1. Method for determining a process data validation model which is matched to a specific technical installation and can be used for process data validation, in which

• a) are provided in a data processing device:
  • 1. a component model library that contains several different mathematical component models for all components present in the technical system (such as turbines, heat exchangers),
  • 2. a data store for confidence, in which recorded confi dence to transducers, the confidence is formed taking into account influences such as sensor type, measuring range, measuring principle, sensor placement and due to expert knowledge known influences such as aging behavior, pollution behavior and Reliability,
  • 3. a standard process data validation tool for carrying out validation runs,
  • 4. A model selection and optimization module that is set up to call up the associated component model for the component in the technical system from the component model library, as well as the values for the continuous parameters (scaling factors in the component models) by using numerical optimization methods driving to determine
• b) the data processing device is supplied with measured values (raw data from the process running in the technical system),
• c) a rough model is created on the basis of the plant structure, including the placement and specification of the sensors,
• d) for fine-tuning the model remotely controlled by the model selection and optimization module
  • 1. Confidences are assigned to the sensors,
  • 2. Validation runs are initiated,
  • 3. depending on the results of compensatory calculations performed, model parameters are varied and confidence is changed until an abort criterion, e.g.
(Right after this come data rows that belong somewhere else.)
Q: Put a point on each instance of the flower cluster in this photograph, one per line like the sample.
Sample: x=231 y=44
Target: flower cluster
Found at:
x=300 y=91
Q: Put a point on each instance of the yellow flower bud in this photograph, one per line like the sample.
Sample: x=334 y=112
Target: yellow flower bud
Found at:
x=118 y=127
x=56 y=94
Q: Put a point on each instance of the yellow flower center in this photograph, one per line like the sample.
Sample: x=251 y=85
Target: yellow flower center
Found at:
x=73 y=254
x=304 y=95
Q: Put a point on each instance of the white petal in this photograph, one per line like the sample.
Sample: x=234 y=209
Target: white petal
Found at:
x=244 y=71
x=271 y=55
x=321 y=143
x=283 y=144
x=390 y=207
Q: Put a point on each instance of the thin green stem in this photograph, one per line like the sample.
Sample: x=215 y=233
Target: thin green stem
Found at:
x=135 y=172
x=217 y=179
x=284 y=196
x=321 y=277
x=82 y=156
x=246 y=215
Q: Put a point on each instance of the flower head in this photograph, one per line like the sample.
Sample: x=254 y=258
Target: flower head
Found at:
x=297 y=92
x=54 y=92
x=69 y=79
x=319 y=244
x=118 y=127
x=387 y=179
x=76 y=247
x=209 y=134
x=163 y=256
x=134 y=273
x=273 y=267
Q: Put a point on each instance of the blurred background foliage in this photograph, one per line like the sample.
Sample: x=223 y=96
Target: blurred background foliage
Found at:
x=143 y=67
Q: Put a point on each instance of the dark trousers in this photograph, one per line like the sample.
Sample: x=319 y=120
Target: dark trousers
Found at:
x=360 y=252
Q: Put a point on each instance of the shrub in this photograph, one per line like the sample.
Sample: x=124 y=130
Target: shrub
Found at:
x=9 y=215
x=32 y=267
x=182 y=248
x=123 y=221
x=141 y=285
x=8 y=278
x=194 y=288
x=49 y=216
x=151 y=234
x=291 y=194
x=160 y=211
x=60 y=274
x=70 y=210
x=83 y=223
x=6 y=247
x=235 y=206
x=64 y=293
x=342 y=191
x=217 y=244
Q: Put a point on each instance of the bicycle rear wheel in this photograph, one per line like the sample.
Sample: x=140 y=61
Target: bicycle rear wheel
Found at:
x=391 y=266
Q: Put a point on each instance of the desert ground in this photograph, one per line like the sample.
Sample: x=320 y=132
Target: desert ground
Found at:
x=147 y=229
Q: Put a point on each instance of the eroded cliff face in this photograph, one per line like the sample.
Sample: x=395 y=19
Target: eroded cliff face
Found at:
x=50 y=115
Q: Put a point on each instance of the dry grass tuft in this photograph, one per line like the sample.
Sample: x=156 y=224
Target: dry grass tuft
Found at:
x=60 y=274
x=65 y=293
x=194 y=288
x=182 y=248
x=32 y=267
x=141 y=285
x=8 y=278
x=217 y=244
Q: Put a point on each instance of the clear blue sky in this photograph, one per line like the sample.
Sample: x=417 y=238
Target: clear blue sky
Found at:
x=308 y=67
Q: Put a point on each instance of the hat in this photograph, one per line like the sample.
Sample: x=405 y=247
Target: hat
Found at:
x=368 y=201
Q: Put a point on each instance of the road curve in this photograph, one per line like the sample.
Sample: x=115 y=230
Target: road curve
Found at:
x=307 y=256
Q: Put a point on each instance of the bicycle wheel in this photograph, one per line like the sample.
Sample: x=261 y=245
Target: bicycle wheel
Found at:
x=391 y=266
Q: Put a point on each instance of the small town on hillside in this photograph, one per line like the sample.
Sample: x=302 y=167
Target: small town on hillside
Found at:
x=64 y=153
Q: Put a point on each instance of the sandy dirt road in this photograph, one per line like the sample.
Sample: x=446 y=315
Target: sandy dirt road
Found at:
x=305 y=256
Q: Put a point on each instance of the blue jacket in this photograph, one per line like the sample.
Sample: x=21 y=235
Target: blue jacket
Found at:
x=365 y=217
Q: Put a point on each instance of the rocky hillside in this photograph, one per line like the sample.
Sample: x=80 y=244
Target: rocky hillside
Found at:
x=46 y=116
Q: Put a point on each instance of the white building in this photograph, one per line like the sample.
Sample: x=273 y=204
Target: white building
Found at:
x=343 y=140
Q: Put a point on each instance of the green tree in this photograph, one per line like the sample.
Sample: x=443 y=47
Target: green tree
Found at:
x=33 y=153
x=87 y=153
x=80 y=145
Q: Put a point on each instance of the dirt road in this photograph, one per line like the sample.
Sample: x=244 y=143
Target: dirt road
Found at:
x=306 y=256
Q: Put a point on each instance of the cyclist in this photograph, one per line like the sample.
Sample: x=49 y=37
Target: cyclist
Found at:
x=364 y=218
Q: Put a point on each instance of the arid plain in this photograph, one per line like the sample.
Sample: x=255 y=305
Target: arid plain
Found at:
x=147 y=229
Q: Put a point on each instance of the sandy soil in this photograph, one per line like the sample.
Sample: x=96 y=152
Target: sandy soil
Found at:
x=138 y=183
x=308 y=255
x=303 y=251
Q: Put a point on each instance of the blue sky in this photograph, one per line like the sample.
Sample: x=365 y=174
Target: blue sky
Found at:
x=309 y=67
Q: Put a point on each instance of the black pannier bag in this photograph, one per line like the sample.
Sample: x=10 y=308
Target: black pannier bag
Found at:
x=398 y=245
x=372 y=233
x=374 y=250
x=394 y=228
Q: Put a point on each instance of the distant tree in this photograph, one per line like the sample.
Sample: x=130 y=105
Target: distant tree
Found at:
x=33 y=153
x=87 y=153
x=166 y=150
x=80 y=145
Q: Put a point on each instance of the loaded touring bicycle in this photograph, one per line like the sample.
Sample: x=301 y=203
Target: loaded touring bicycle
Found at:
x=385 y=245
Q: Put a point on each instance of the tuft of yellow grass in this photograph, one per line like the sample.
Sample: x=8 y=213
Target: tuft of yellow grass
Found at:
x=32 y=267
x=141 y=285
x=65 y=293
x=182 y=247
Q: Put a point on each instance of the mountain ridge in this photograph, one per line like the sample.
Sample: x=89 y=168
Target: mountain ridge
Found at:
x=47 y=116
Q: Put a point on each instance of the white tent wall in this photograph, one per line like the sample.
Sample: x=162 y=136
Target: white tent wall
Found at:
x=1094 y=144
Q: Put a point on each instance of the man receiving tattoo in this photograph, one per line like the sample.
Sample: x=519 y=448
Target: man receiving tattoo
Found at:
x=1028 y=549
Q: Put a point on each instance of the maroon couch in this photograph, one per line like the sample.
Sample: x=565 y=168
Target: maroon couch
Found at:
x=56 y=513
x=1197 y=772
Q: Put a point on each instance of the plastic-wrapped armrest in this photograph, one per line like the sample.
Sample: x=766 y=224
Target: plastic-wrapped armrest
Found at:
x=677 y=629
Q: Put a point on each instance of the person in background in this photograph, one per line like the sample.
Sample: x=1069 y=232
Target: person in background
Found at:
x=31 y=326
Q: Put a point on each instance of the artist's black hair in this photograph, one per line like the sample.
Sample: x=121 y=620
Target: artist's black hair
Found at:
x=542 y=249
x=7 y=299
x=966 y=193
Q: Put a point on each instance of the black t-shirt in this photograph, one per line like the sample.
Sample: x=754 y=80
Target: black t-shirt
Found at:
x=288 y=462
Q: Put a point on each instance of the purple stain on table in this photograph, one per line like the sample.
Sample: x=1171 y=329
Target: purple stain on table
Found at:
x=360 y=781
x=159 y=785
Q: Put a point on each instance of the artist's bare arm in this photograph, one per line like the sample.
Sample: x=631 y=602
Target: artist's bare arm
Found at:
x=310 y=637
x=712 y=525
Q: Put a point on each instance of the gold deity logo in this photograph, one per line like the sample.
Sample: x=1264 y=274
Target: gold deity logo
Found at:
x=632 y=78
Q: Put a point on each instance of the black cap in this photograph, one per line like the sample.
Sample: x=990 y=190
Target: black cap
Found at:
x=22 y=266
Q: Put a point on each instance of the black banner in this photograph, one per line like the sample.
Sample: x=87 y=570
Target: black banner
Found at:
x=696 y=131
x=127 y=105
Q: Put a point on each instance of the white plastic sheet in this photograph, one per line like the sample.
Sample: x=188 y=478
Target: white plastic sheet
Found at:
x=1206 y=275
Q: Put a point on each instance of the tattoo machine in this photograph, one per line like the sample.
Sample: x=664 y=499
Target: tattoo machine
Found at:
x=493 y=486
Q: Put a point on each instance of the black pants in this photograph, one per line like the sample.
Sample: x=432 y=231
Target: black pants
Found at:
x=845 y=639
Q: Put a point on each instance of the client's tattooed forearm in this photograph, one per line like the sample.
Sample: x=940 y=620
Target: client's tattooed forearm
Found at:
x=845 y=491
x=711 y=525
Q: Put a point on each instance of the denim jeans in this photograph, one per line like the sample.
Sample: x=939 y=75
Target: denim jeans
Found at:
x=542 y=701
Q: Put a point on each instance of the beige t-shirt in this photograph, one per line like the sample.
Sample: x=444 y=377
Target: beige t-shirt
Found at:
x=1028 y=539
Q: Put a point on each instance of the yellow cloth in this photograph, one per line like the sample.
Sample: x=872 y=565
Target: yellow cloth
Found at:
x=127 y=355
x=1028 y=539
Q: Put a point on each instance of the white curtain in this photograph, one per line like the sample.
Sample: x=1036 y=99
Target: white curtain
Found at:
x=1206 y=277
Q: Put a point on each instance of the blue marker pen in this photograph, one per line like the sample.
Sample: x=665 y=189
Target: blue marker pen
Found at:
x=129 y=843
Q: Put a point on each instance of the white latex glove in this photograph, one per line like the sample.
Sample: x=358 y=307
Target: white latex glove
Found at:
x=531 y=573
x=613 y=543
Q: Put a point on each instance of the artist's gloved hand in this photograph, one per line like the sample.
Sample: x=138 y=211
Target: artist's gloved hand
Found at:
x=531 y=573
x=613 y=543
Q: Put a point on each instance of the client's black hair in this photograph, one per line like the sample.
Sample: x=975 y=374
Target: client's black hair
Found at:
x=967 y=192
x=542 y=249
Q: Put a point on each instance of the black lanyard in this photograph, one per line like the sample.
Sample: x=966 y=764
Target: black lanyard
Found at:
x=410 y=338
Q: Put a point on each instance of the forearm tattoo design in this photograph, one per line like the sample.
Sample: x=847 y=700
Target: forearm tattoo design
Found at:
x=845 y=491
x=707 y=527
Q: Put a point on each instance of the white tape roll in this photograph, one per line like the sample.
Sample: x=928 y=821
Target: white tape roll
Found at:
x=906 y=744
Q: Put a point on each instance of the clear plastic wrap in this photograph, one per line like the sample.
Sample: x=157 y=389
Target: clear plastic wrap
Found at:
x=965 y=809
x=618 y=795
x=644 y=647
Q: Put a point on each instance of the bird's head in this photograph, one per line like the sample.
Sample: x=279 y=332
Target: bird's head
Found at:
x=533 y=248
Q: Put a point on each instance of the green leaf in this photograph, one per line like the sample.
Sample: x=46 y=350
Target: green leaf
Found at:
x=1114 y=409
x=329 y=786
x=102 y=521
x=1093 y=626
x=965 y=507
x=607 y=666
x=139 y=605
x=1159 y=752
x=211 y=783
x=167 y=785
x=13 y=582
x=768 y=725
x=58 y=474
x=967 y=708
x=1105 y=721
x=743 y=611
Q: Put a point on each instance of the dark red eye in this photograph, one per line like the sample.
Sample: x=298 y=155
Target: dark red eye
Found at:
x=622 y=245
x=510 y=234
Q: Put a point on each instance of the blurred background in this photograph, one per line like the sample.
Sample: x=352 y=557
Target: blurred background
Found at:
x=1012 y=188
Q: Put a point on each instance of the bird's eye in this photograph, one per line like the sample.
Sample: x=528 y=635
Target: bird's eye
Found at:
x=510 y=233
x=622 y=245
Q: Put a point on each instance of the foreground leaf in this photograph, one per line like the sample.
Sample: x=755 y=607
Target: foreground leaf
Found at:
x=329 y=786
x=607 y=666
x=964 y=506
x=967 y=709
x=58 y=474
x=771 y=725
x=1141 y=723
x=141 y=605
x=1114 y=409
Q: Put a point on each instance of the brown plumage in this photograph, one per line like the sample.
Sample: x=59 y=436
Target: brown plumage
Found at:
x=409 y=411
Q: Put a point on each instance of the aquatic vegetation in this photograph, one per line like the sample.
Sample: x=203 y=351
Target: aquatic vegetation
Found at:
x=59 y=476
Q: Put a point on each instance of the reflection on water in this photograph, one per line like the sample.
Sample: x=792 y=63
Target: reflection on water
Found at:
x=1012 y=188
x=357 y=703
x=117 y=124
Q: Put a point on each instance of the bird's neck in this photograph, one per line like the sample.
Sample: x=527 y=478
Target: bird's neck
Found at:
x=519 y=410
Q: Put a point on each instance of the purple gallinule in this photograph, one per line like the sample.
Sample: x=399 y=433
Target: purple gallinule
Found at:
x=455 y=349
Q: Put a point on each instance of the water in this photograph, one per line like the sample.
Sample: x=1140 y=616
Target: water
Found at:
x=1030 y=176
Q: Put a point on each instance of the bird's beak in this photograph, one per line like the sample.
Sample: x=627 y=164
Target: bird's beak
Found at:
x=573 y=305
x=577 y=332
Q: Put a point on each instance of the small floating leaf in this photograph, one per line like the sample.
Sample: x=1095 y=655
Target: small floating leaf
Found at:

B. tolerance range or maximum number of validation runs is fulfilled, and
• e) a proxy / adapter module that connects the model selection and optimization module with the standard process data validation tool.

2. The method according to claim 1, characterized in that used numerical optimization methods are selected from genetic algorithms, evolutionary strategies, mixed-integer algorithms. 3. The method according to claim 1 or 2, characterized in that measured values with an additional weighting is taken into account in the compensation calculation, with the respective weights assigned to confidence and in the confidence zen data storage are stored.